Nonetheless, the task of a revitalized left in Africa is to appeal to the middle class squeezed by neoliberalism. In Africa, the working class lacks the sufficient numbers to constitute a formidable political force. A counter-hegemonic coalition requires the vast ranks of the unemployed and under-employed, as well as progressive wings of the middle class. As junior partners of these broad-based coalitions, enthusiastic youth can bolster movements with their energy, capacity, and technical skills, as Cabral did in Guinea-Bissau.

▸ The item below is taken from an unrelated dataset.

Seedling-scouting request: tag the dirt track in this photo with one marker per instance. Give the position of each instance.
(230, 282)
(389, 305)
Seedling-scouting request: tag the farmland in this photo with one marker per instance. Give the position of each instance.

For South Africa, 29 years after democracy, the question of post-apartheid remains an illusion, reinforced and spurred by native elements controlling political or state power. It remains an illusion because the ruling class as predicted by Cabral in Tell No Lies, Claim No Easy Victories is subjected to the whims and impulses of imperialists. This pseudo bourgeoisie, however, strongly nationalist during the struggle for liberation, cannot fulfill a historical function; “it cannot freely guide the development of productive forces, and in short, cannot be a national bourgeoisie.” Evidence in South Africa today points to the inevitable destiny of another failed state, as we have witnessed in the past few years the total collapse of state owned enterprises such as PRASA (the passenger rail service), SAA (the national carrier) and Eskom (the state power utility).
For Cabral, national liberation is the restoration of a people’s historical personality through the eradication of imperialist domination. In South Africa, this has not yet been realized. He argued that only when the national productive forces are entirely liberated from all forms of dominance can there be national liberty. National liberation must acknowledge the right of the people to have their own history because imperialism usurps it via violence.
Any liberation organization that ignores this is undoubtedly not engaged in national liberation. That is the challenge for South Africa now.